3 Ways Swimming will IMPROVE your Crossfit Game

In Technique by RITTER Admin4 Comments

Since the Crossfit games started in 2011, swimming has been involved in one of the events. Some of the events even include a combination of swimming and running–really working your aerobic engine!

There are very few athletes (besides swimmers, divers, and maybe a few other recreational water sports) that are born with the natural ability to float and not panic under a deliberate oxygen-deprived situation.

For someone, who is a swimmer (and occasionally does Crossfit)–these two sports are very different.

Let me explain further…

  1. Swimming; puts you in the horizontal plane with lighter stress loads than on-land, including some very restrictive breathing patterns. Also, it requires a bit of finesse with learning how to move quickly through a water medium, with technical body-movement instruction, and tons of aerobic conditioning.
  2. Crossfit; puts you in the vertical plane with EXTREMELY heavy loads and reps—challenging every muscle, tendon, and bone in your body. Including gymnastic movements, body weight exercises, and a solid foundation of anaerobic and aerobic conditioning.

Between these two sports, I’ve found that being good at one of them DOES NOT make you good at the other. BUT, what these past six Crossfit games have proven is that–in order to be an ELITE-LEVEL Crossfitter: You must be able to SWIM, and swim WELL!

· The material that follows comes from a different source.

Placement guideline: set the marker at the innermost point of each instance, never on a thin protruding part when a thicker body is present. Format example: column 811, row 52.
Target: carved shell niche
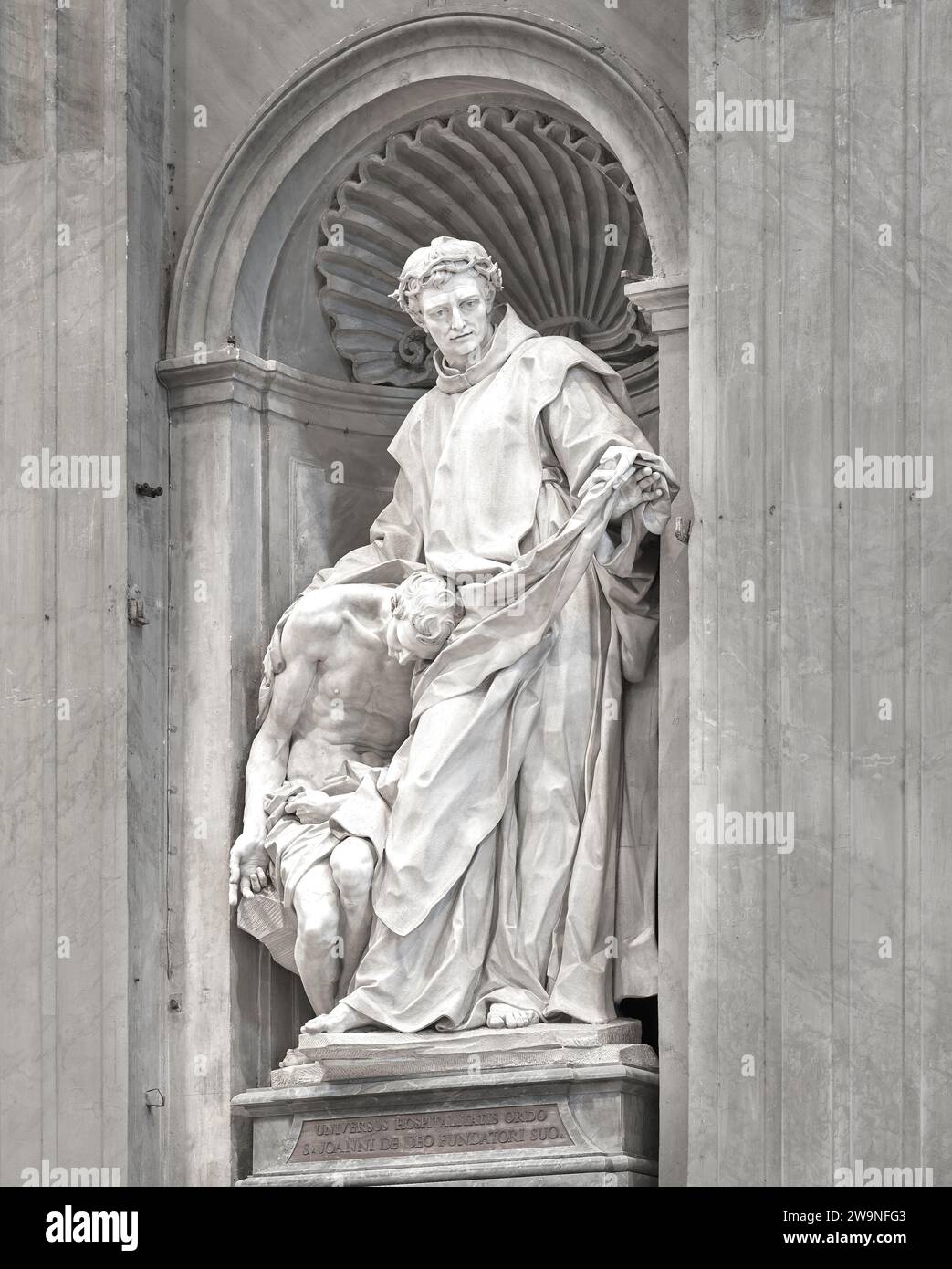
column 549, row 204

If you are a Crossfitter and are contemplating stepping up your swimming game while reading this post–DO IT. Swimming will not only improve your overall fitness level, but it will get you better prepared for local competitions and/or regionals!

Let’s dive into 3 ways swimming MORE will improve your Crossfit level:

1.) Swimming Increases your Cardiovascular Fitness Level:

Swimming is a great way to improve your aerobic fitness level. The main factor that makes swimming such an awesome way to improve your cardio is due to the fact that when you swim—you are restricted from breathing regularly.

Getting to a point where you can swim a few laps (4×50 Freestyle @ 1:00 rest) without getting completely winded is the first step to improving your cardio level in a hypoxic (meaning very little air) environment.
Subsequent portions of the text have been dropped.